More than $400 billion worth of British pounds and US dollars are exchanged every day, making it one of the world’s busiest currency pairs. A market that deep and liquid doesn’t usually move around too much day to day. Today is not one of those usual days.
The pound dropped by 1.5% against the dollar today (Sept. 21), a big move in this market. How big? It was the biggest one-day drop in two years:
After the carnage in the aftermath of the Brexit vote on June 23, 2016 (the day after, the pound fell by nearly 9% versus the dollar), the pound drifted down to historic lows in early 2017. It has gained ground since, as negotiations about the relationship between Britain and the EU after the UK’s official exit in March 2019 progress.
Some analysts say that the pound’s recent rebound was little more than a blip. “We stay with our view that the 2.5% rebound seen in the trade-weighted pound in the last few weeks went too far,” Gavin Friend, a market strategist at National Australia Bank, told Bloomberg.

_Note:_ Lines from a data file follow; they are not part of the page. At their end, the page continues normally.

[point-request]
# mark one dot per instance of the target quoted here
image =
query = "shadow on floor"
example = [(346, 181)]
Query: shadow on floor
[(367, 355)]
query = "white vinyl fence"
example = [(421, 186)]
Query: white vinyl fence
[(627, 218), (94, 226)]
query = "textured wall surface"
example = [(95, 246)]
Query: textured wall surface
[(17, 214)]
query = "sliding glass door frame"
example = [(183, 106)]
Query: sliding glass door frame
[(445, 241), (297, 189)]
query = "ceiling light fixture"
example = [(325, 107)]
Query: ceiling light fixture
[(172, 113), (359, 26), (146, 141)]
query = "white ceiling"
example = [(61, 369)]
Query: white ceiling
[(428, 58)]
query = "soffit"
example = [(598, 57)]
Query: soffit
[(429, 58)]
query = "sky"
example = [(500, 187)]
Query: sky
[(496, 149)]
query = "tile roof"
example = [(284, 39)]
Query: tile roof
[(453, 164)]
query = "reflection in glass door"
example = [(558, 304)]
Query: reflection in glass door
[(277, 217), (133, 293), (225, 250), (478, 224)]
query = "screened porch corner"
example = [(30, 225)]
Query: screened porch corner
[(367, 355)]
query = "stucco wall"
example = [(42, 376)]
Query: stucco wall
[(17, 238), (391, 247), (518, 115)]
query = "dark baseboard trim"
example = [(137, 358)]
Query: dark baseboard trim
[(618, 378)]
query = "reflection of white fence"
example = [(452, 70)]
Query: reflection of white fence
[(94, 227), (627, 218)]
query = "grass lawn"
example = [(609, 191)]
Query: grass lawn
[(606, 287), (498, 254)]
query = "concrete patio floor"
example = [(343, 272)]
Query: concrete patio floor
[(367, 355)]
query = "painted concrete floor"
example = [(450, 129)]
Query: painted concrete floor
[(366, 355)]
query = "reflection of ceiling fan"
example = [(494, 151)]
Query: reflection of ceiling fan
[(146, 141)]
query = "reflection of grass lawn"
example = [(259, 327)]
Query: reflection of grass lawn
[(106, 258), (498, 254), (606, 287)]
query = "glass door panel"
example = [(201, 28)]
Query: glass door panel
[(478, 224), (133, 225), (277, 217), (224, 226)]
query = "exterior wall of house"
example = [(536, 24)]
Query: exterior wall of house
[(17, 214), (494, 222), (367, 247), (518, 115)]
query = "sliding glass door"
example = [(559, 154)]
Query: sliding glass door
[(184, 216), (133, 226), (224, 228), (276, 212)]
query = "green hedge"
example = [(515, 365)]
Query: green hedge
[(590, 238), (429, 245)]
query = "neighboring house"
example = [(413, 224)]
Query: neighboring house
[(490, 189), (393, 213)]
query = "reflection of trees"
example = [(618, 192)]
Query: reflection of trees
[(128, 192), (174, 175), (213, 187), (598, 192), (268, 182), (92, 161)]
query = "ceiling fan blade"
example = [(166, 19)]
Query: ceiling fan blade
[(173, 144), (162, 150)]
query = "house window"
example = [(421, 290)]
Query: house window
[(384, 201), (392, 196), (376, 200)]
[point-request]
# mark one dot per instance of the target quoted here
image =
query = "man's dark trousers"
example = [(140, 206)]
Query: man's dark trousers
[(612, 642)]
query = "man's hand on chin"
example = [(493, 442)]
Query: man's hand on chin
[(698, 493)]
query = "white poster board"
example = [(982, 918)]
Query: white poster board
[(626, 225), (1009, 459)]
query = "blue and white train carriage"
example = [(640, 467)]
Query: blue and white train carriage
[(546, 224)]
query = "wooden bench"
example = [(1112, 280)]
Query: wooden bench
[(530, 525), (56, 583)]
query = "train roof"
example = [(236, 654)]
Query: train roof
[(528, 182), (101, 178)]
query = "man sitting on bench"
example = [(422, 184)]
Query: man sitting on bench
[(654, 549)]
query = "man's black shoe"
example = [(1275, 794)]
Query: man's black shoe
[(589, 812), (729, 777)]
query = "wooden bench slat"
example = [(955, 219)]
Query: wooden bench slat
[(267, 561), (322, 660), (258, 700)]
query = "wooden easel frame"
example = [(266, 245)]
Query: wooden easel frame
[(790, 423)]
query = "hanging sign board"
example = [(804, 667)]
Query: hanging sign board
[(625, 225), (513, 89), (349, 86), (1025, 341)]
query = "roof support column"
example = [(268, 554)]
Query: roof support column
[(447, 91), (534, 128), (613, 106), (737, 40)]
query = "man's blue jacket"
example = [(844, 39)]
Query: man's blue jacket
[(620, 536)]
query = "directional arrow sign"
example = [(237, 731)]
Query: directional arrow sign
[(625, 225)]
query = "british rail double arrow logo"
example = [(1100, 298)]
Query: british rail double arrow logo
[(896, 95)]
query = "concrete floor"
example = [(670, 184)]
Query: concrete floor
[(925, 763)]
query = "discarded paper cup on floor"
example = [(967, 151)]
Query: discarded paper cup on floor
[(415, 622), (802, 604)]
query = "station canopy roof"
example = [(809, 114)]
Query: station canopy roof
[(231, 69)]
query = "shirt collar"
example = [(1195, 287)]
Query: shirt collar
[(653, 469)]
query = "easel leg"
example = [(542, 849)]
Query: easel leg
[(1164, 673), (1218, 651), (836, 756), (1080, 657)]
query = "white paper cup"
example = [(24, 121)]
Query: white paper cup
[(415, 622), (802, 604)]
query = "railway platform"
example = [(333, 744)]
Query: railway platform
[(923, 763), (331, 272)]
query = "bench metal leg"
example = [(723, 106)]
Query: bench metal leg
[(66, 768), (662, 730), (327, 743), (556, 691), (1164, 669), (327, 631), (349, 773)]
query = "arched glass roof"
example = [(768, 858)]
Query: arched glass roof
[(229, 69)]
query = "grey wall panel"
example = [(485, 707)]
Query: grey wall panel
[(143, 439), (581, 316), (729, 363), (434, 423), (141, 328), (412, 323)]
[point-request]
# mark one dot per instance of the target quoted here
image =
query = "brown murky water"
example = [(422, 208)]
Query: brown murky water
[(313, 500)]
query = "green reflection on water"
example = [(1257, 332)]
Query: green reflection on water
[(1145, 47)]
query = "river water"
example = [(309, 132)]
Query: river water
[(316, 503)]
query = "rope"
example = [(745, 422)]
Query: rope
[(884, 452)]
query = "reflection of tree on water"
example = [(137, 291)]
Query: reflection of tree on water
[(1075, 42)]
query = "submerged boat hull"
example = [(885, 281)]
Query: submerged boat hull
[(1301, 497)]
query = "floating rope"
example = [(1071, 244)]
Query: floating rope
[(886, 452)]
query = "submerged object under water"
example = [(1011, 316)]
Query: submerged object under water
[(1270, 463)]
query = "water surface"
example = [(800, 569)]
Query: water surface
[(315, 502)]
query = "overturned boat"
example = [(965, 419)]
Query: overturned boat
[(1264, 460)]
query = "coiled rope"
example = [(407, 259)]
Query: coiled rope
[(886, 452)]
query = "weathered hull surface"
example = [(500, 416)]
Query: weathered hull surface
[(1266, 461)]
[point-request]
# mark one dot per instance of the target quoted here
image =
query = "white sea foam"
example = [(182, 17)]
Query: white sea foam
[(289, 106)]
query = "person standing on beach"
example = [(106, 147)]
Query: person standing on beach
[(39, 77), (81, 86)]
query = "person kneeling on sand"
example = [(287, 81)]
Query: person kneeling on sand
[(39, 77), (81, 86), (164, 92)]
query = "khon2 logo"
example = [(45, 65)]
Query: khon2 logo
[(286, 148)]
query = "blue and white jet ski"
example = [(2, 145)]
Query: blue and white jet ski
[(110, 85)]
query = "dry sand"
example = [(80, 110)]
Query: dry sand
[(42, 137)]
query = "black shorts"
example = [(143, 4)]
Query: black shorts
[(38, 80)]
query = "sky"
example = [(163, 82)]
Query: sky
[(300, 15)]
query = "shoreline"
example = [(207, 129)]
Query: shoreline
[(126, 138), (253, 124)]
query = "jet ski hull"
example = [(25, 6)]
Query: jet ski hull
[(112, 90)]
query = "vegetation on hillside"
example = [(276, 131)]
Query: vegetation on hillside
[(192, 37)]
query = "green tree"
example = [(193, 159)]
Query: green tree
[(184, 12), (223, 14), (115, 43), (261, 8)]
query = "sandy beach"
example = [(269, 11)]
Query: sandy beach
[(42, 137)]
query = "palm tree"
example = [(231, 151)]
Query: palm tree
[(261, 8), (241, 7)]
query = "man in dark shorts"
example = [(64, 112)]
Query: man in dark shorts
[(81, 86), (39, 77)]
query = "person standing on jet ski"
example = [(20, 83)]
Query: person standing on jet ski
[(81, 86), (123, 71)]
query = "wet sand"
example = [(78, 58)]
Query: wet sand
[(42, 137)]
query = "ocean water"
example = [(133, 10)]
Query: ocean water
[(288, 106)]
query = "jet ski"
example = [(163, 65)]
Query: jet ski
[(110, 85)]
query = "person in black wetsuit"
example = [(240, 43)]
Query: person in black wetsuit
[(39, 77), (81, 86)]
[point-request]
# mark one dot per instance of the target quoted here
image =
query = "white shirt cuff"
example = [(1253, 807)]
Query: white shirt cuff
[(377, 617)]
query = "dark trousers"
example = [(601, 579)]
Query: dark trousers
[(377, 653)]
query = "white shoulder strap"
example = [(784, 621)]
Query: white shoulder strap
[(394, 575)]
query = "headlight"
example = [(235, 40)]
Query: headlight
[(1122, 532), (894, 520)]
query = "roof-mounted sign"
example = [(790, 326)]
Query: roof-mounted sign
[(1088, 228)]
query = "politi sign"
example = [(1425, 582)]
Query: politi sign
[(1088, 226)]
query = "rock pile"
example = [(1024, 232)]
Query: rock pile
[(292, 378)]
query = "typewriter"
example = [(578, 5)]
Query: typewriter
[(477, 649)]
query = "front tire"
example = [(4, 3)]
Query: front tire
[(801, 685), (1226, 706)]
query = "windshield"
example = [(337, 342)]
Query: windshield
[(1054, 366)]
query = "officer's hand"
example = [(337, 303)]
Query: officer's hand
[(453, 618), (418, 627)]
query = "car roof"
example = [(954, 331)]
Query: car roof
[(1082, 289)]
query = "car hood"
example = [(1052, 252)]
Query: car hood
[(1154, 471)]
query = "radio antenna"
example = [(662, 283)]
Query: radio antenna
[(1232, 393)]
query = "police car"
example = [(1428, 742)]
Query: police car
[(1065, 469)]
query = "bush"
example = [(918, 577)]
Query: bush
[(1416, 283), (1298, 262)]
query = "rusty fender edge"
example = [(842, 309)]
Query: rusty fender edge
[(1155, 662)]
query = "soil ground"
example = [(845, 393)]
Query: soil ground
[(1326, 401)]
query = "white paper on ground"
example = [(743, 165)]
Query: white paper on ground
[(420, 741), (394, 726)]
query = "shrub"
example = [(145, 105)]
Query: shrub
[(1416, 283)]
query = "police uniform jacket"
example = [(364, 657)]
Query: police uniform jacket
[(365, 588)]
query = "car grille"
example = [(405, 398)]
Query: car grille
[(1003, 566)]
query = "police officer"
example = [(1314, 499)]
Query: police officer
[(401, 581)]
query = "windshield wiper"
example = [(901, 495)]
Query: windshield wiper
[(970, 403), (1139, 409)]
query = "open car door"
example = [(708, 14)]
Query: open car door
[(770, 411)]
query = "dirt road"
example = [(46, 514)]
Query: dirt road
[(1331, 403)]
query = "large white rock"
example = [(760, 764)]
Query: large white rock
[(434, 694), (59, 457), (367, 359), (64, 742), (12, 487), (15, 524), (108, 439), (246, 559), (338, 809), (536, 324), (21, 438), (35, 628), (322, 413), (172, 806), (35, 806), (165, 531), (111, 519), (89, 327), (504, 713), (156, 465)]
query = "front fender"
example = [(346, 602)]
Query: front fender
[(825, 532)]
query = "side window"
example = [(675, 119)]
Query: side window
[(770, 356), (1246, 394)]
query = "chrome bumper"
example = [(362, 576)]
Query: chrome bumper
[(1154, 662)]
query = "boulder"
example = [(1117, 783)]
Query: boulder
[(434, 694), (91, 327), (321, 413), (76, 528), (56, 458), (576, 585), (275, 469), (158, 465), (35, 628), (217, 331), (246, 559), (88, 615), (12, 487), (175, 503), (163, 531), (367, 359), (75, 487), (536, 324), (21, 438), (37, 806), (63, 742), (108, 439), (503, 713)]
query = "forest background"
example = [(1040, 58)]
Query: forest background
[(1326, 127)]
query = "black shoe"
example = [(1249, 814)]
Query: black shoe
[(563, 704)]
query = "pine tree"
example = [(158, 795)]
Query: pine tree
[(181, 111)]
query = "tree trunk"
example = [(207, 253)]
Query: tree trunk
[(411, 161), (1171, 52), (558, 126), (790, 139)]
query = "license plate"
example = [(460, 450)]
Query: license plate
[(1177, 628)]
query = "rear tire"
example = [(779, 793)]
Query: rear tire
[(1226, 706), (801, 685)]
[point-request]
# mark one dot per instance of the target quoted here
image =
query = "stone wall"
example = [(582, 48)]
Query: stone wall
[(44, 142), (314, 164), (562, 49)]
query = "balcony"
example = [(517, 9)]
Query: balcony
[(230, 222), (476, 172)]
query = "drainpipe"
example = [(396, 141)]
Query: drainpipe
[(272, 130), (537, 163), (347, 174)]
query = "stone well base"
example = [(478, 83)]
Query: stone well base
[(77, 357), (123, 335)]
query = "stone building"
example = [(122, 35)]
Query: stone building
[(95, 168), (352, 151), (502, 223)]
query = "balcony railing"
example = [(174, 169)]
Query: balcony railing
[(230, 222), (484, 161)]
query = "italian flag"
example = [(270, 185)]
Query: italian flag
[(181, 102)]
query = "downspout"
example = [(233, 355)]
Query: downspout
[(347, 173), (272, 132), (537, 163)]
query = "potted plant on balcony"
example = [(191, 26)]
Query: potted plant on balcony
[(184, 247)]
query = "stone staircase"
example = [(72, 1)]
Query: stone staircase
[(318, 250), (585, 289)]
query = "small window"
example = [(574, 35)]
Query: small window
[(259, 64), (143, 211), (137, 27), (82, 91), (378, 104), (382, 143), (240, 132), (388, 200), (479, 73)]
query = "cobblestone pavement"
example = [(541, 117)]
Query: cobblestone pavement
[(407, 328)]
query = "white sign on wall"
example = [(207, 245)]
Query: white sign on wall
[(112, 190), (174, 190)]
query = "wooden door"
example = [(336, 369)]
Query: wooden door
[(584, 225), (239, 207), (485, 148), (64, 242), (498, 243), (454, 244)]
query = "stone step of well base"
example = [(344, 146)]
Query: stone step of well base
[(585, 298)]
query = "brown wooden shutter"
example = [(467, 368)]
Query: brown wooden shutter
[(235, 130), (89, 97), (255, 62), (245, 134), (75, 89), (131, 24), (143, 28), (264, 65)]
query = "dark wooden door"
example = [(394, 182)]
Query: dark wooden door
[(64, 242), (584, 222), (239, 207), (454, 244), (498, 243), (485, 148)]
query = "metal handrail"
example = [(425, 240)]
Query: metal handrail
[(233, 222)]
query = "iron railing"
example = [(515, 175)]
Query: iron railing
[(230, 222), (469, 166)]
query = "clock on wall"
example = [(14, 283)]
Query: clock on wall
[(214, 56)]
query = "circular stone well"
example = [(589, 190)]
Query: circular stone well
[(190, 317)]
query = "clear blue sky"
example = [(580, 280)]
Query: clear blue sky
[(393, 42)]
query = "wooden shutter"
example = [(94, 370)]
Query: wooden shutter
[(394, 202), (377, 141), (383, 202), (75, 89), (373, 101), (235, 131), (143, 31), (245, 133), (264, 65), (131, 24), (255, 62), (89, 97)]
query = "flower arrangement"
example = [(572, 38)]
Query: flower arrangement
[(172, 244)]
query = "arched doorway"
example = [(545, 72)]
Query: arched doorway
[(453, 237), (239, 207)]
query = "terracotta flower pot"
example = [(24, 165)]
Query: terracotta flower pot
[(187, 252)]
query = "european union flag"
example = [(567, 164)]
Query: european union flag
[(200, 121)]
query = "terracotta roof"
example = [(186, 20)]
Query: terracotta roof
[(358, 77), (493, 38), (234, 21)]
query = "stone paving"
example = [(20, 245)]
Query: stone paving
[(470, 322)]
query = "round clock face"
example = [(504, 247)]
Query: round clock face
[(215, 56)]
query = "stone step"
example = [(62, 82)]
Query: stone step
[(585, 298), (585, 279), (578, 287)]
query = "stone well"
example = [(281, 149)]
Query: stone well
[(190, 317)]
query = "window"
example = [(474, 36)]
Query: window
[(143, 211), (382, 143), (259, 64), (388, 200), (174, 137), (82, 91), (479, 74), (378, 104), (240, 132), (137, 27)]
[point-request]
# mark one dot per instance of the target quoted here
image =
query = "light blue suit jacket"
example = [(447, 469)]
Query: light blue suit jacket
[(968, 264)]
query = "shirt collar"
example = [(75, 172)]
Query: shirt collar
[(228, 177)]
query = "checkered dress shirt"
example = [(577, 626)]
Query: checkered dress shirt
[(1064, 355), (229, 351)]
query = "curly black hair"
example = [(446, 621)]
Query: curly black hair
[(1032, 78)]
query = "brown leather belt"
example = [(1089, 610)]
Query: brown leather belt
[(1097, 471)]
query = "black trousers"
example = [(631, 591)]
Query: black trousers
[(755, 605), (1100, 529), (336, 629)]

At this point, May says, there are only two possible outcomes: Either the EU compromises or Britain leaves the bloc without any deal in place. The latter is looking more and more likely, as the hurtling pound reveals. As Britain nears an impasse in its negotiations, traders are beginning to worry. “The rhetoric that ‘no deal is better than a bad deal’ is startling, and undermines recent hopes that a deal could be finalized soon,” currency analyst Hamish Muress told the BBC.
In short, this may be the first tumble of many.